The world is basically a three-legged stool, supported by Europe, the US and the BRICs at this point. The world's economy will stumble and fail along with the BRICs, if that's what is happening. And it seems to be.

Of course, the elites work quietly in the background. They naturally don't want to admit to an engineered takedown of the world.

But their bought-and-paid-for media can be plenty vocal when given the opportunity. Perhaps that's what is going on now.

We noticed it a while ago regarding China, and now both Brazil and India are getting press about domestic economic troubles.

When the mainstream media is recruited to this sort of reporting, you can bet the elites WANT it publicized.

The narrative seems to us neatly laid out.
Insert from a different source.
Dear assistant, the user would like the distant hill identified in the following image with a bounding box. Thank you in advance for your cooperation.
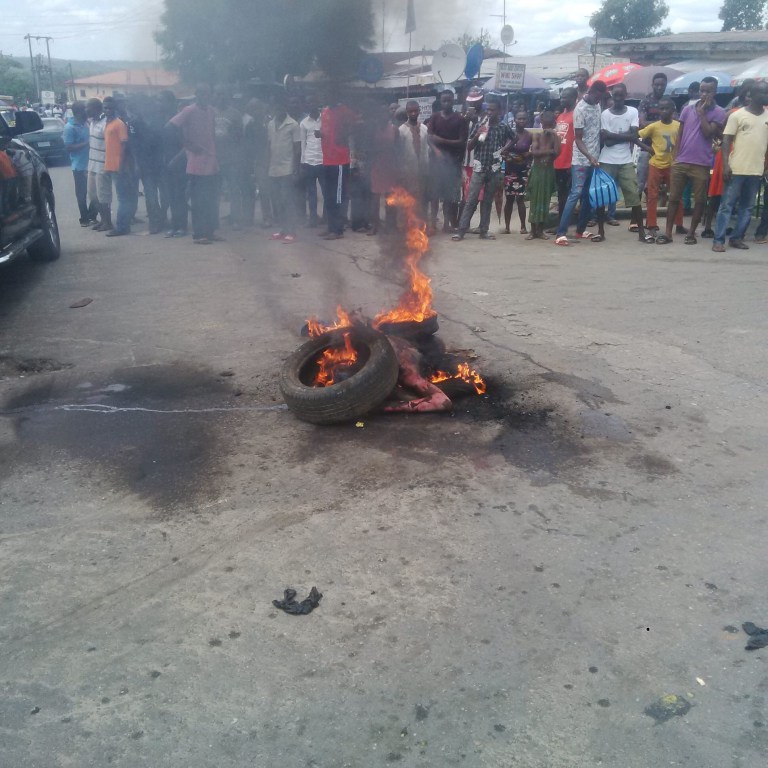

The initial bubble-and-bust in 2008 provoked a good deal of controversy. But it is likely that the crumbling of the BRICs, coming some four years later, will not look to most like a connivance.

Of course, it must be. The degradation of the world's economy should be laid at the feet of the system that is currently empowered: Monopoly/mercantilist fiat-paper central banking.

We're not supposed to notice, of course. But we DO notice. It's not OUR world. It's not OUR economy. It's theirs.

But so long as we borrow this world, we'll do our best. We'll downsize, try not to borrow. Maybe buy more gold and silver. Try to drop out of the consumerist society as much as possible. Buy some farmland.

Store some food.

All prudent moves. We can't control the larger confluence of forces that are driving the world's economy down. We can't work on that scale, of course. Only a handful can and apparently do.

But we can arm ourselves with knowledge. We can appreciate this weary world's directed history.

We can educate others. Above all, we can control our own psychology and desires. We can refuse to give in to pessimism.

After Thoughts

We can take what Ludwig von Mises famously called human action to better our own lifestyles and those of our loved ones. We can protect ourselves. And we should.